Reputation: 1740
we're tracking down a nasty timeout bug in one of our applications.
I wanted to know what (if any) differences there are to using the SQL Transaction within the application versus written into the stored procedure using TSQL statement. We would need to restructure the stored procs and vb code to get this to work and I'm not sure it would be worth the effort at this time.
Public Sub RetrieveTData(ByVal cID As String, ByVal cnn As SqlConnection) As Boolean
Dim sqlTran As SqlTransaction
cnn.Open()
sqlTran = cnn.BeginTransaction
Try
If Not DataAlreadyTransferred(cID) Then
Dim Command As New SqlCommand("usp_BigNasty_CopyDataFromDB1toDB2")
Command.CommandType = CommandType.StoredProcedure
Command.Transaction = sqlTran
Command.Parameters.AddWithValue("@cID", cID)
Command.Connection = cnn
Command.ExecuteNonQuery()
sqlTran.Commit()
Endif
Catch ex As Exception
sqlTran.Rollback()
Throw
Finally
cnn.Close()
End Try
End Sub
We aren't certain whether the timeout is occurring in DataAlreadyTransferred()
or usp_BigNasty_CopyDataFromDB1toDB2
due to how the try/catch is written.
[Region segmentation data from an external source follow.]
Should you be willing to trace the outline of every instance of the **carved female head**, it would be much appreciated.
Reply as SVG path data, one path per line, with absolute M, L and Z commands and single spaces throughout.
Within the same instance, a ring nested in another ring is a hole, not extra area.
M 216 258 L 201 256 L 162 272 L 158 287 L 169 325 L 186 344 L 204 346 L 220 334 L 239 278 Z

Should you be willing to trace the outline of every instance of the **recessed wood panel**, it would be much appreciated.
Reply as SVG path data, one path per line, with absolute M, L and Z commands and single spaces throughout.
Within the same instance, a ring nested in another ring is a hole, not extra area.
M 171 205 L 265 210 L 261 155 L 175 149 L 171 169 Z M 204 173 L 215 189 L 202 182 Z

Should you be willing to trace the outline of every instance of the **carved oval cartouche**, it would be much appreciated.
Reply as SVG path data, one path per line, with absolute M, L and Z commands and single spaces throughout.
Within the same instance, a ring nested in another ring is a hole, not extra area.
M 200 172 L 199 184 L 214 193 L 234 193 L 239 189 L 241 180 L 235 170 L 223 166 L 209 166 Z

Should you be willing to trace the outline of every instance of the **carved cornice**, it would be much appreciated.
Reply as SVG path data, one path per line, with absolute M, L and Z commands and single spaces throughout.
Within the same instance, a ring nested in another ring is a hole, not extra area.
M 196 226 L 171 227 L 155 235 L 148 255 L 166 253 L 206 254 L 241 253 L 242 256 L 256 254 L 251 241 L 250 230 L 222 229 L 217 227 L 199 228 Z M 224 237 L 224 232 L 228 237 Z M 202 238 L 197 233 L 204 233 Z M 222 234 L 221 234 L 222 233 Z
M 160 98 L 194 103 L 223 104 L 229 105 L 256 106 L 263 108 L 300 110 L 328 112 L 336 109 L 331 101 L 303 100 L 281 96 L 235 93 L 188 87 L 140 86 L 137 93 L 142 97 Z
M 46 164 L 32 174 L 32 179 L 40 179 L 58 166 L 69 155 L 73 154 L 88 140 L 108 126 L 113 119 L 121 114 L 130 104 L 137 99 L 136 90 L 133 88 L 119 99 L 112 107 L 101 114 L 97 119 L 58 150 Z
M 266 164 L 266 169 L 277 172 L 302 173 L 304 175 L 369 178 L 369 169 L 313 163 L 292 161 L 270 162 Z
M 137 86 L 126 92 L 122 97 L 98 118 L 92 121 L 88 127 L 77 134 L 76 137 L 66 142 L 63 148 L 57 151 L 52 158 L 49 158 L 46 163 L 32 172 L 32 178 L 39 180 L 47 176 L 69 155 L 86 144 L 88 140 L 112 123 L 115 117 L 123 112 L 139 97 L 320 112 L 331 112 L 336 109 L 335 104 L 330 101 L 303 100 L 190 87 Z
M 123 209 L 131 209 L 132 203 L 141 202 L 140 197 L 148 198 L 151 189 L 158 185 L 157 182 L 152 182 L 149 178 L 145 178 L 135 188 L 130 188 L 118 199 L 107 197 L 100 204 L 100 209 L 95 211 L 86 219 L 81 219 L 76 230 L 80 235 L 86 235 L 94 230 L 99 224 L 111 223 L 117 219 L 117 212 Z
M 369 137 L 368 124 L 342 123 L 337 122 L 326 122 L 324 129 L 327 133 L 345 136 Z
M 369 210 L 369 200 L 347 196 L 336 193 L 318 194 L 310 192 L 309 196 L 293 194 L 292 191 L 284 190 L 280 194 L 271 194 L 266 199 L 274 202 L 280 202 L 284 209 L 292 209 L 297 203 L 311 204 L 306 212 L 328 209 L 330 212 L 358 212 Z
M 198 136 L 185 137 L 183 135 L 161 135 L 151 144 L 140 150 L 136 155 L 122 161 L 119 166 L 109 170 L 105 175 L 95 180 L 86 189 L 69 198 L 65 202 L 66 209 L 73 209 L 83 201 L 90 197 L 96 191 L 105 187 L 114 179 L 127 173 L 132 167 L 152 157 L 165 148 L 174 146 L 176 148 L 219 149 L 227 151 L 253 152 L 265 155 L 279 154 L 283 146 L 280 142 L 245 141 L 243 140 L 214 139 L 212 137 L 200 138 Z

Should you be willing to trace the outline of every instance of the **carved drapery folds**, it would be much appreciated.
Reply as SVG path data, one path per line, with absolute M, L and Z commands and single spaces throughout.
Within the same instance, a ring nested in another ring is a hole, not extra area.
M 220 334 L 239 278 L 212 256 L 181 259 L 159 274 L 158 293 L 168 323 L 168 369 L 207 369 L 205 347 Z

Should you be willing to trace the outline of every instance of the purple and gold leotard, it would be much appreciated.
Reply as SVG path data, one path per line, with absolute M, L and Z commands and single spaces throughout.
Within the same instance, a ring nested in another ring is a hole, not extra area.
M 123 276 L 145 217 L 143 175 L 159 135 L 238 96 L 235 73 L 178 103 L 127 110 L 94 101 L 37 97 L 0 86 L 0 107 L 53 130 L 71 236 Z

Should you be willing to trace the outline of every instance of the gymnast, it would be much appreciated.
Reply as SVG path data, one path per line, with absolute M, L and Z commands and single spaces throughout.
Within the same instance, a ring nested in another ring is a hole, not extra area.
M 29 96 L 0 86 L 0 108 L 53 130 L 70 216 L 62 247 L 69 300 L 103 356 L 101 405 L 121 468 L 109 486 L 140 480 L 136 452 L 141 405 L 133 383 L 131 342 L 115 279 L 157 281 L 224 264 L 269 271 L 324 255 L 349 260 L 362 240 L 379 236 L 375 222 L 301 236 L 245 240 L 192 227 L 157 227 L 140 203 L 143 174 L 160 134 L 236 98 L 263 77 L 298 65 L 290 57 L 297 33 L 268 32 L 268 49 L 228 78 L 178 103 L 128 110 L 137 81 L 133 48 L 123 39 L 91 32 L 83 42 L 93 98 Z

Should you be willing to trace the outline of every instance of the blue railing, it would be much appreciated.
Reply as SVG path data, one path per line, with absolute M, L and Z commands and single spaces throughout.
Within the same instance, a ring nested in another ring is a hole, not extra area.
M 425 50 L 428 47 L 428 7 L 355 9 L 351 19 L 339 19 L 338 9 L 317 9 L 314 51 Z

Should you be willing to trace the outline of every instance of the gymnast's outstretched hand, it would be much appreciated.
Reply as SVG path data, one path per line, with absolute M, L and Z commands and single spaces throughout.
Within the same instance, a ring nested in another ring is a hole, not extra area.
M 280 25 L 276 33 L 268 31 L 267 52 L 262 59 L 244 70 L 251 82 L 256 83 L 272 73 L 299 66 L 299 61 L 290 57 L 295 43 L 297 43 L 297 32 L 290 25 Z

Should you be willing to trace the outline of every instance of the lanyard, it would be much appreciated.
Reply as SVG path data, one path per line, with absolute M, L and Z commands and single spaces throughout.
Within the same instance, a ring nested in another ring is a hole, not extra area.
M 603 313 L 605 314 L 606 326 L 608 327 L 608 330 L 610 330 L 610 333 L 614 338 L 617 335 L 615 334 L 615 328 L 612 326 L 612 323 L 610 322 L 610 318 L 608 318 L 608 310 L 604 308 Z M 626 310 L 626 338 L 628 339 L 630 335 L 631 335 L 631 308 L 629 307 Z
We can restructure this code, but will take a week or so to get it to production (no errors occur on test/dev today)
DB1 - permanent storage, used by other applications as well
DB2 - working set, used only by Web App
DataAlreadyTransferred(cID)
first checks to see if DB2 has any copies of the records, if DB2 does and those records are clean it deletes them (data could have changed in DB1 and we want the most up-to-date version). If DB2's data is dirty it is left alone and no data is deleted.
usp_BigNasty_CopyDataFromDB1toDB2
copies rows from approximately 20-30 different tables and copies over the perm copies from DB1 into DB2, essentially creating a working set from which the Web App can access
We are aware this is inefficient and are examining ways to improve it, just haven't had time yet...
I believe by having the transactions in the app code it's locking many more tables than is really needed. If we move them to the stored procs, less tables will be locked at one time thus improving our chances of removing deadlock conditions/timeout issues we're seeing today. Just not sure on this..
Thanks for any input.
Upvotes: 3
Views: 1305
Reputation: 1740
Upon further investigation we've discovered that many of the tables involved had no indexes on them. After creating the recommended indexes for the queries involved in this process our timeouts issue has seemed to go away (for now).
I'm still going to be looking into optimizing this entire process, as it's still pretty slow for the amount of data it's churning through...
Upvotes: 0
Reputation: 432662
Your transaction is open for longer than needed with round trips and multiple calls.
I'd suggest a single stored proc that tests and cleans and writes = one atomic call to the server.
I'd also consider replication to keep the data live in near real time, or even mirroring too if DB2 contains a lot of DB1. Let the DB engine do it?